- The Washington Times - Friday, November 13, 2009

LONDON | The diaries of a British reporter who risked his reputation to expose the horrors of Josef Stalin’s murderous famine in Ukraine are to go on display Friday.

Welsh journalist Gareth Jones sneaked into Ukraine in March of 1933 at the height of an artificial famine engineered by the Soviet dictator as part of his campaign to force peasants into collective farms. Millions starved to death between 1932 and 1933 as the Soviet secret police emptied the countryside of grain and livestock.

Jones’ reporting was one of first attempts to bring the disaster to the world’s attention.

“Famine Grips Russia - Millions Dying” read the front page of the New York Evening Post on March 29, 1933. “Famine on a colossal scale, impending death of millions from hunger, murderous terror … this is the summary of Mr.

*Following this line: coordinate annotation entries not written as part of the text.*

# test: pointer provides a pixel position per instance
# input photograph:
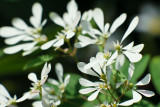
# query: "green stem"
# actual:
(111, 95)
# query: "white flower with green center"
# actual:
(6, 100)
(136, 96)
(61, 83)
(94, 87)
(22, 32)
(84, 40)
(46, 102)
(57, 42)
(104, 31)
(37, 84)
(130, 51)
(87, 29)
(104, 59)
(70, 19)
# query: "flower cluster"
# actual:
(106, 66)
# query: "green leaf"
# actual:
(143, 103)
(11, 64)
(38, 61)
(154, 69)
(140, 68)
(72, 89)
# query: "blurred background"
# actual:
(13, 74)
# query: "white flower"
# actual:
(37, 84)
(87, 15)
(99, 19)
(69, 22)
(61, 83)
(46, 102)
(136, 96)
(131, 52)
(98, 16)
(104, 59)
(84, 40)
(57, 42)
(95, 87)
(6, 100)
(22, 32)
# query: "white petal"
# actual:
(120, 61)
(48, 44)
(136, 96)
(133, 57)
(45, 99)
(76, 21)
(19, 23)
(46, 69)
(83, 44)
(53, 81)
(72, 7)
(91, 63)
(87, 90)
(37, 104)
(106, 27)
(14, 40)
(4, 91)
(119, 21)
(59, 71)
(70, 34)
(59, 43)
(96, 31)
(144, 81)
(137, 48)
(14, 49)
(94, 95)
(67, 19)
(99, 18)
(30, 51)
(129, 46)
(126, 103)
(146, 93)
(87, 15)
(32, 77)
(24, 97)
(114, 55)
(86, 26)
(37, 15)
(66, 80)
(81, 65)
(85, 39)
(96, 67)
(9, 31)
(86, 83)
(56, 19)
(43, 79)
(131, 27)
(29, 46)
(130, 71)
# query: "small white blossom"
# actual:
(37, 84)
(104, 29)
(6, 100)
(46, 102)
(94, 87)
(131, 52)
(99, 19)
(136, 96)
(61, 83)
(22, 32)
(69, 22)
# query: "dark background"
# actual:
(18, 82)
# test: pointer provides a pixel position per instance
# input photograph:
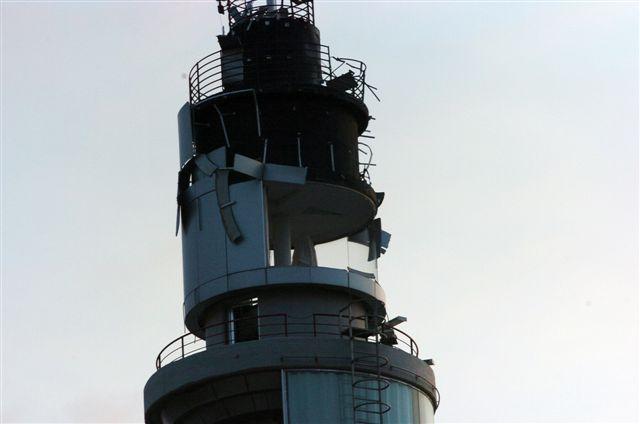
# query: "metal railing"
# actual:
(278, 326)
(245, 10)
(286, 66)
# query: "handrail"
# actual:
(246, 10)
(265, 66)
(277, 325)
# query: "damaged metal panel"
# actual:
(284, 173)
(249, 210)
(185, 134)
(212, 252)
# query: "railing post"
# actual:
(286, 326)
(198, 79)
(314, 325)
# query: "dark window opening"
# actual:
(243, 321)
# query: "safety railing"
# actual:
(245, 10)
(278, 326)
(268, 66)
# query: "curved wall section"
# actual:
(332, 390)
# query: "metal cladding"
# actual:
(280, 240)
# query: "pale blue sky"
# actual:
(507, 144)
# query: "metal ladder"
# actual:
(367, 383)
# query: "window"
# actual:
(326, 397)
(243, 321)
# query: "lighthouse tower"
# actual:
(286, 317)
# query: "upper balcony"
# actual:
(239, 11)
(284, 67)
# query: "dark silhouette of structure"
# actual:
(280, 241)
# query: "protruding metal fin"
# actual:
(225, 203)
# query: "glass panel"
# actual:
(244, 321)
(426, 409)
(319, 397)
(325, 397)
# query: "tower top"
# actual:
(240, 11)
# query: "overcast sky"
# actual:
(507, 145)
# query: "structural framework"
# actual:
(286, 317)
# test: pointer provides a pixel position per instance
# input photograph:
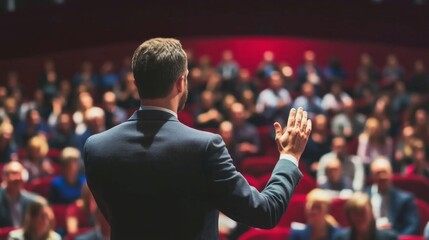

Jones’s firsthand observations,” the paper said.

As starvation and cannibalism spread across Ukraine, Soviet authorities exported more than a million tons of grain to the West, using the money to build factories and arm its military.

Historians say that between 4 million and 5 million Ukrainians perished in what is sometimes referred to as the Great Famine.

Walking from village to village, Jones recorded desperate Ukrainians scrambling for food, scribbling brief interviews in pencil on lined notebooks.

“They all had the same story: ‘There is no bread - we haven’t had bread for two months - a lot are dying,’ ” Jones wrote in one entry.

“We are the living dead,” he quoted one peasant as saying.

Jones’ handwritten diaries are on display at the Wren Library at Trinity College in Cambridge, where he was a student, until mid-December.

Jones’ eyewitness account had little effect on world opinion at the time. Stalin’s totalitarian regime tightly controlled the flow of information out of the U.S.S.R., and many Moscow-based foreign correspondents - some of whom had pro-Soviet sympathies - refused to believe Jones’ reporting.

The New York Times’ Walter Duranty, a Pulitzer Prize-winning journalist, dismissed his article as a scare story.

“Conditions are bad, but there is no famine,” Duranty wrote a few days after Jones’ story was published. Other correspondents chimed in with public denials.

With his colleagues against him, Jones was discredited.

Eugene Lyons, an American wire agency reporter who gradually went from communist sympathizer to fierce critic of the Soviet regime, later acknowledged the role that fellow journalists had played in trying to destroy Jones’ career.

Lyons’ admission came too late for Jones, who was killed under murky circumstances while covering Japan’s expansion into China in the run-up to World War II.

British Prime Minister David Lloyd George, whom Jones had once served as an aide, said shortly after his death in 1935 that the intrepid journalist might have been killed because he “knew too much of what was going on.”